Annual General Meeting (AGM): Definition and Meaning
- Published: 8 May 2024
- 10 min read
- Grow Your Business
Gabi Bellairs-Lombard
Business Writer
Gabi creates content that inspires. She's spent her career writing compelling website copy, and now she specialises in product marketing copy. As the voice of our products and features, Gabi makes complex business finance and accounting topics easy to understand. Her top priority is ensuring that her words impact and inspire her readers.
If you’re approaching an annual general meeting (AGM) – either for a public company, private company or any other company, and are seeking clarity on its process and purpose, you’re in the right place. An annual general meeting is not just a formal requirement; A company's AGM is a forum for shareholder democracy and a cornerstone of its corporate accountability. This article strips away the complexity of an annual meeting, offering you a practical guide to the AGM from the legal necessities and an AGM agenda all the way to the strategies that encourage active shareholder participation.
Key Takeaways
- An annual general meeting (AGM) is a key event for shareholders to participate in critical decisions such as casting their vote on issues, electing directors, and approving financial statements, fostering transparency and accountability within the company.

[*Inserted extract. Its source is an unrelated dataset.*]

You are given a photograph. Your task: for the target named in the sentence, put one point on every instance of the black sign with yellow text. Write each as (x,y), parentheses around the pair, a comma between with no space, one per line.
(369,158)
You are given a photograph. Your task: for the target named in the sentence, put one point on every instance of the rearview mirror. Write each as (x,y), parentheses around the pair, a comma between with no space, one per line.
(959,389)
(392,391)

- Organising an annual general meeting requires careful planning, including preparing financial statements, setting an agenda with a clear period of notice, and facilitating shareholder voting and participation through various means, such as proxy votes and electronic submissions.
- The practices and requirements of an annual general meeting vary internationally and also from smaller to large companies. Some organisations, particularly private or single-member entities, also have the flexibility to opt out or adapt the format of the traditional annual general meeting. These trends reflect changes such as the rise of virtual and hybrid meetings.

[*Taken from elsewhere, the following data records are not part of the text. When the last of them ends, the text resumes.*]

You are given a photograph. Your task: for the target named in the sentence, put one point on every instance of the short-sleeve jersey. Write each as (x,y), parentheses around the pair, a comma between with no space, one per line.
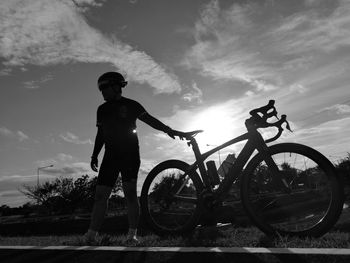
(117,119)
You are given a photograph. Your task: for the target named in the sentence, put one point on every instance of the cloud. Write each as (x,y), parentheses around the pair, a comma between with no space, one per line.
(43,32)
(35,84)
(195,95)
(17,135)
(271,45)
(72,138)
(338,109)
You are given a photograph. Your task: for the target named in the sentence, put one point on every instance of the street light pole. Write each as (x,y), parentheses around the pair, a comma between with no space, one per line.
(40,168)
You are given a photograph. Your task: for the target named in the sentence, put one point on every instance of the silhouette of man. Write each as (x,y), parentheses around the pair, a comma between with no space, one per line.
(116,123)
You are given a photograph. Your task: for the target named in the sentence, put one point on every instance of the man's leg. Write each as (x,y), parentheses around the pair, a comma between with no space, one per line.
(100,206)
(130,192)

What Is an Annual General Meeting (AGM)?
An annual general meeting (AGM), also known as an annual meeting, is a yearly gathering that brings together a company’s interested shareholders and all the members of its board. This meeting serves as a platform where directors present an annual report, allowing shareholders with voting rights to:
- Vote on current issues
- Discuss and make decisions on important matters
- Elect or re-elect directors
- Approve financial statements
- Approve the appointment of auditors
However, the significance of an annual general meeting extends past its legal compliance aspect, as seen in places like Hong Kong. Here, this annual meeting also serves as a vital tool for promoting transparency, engaging shareholders in decision-making, and holding the management responsible.
Our company secretary services ensure that your AGM is conducted smoothly and in compliance with all legal requirements.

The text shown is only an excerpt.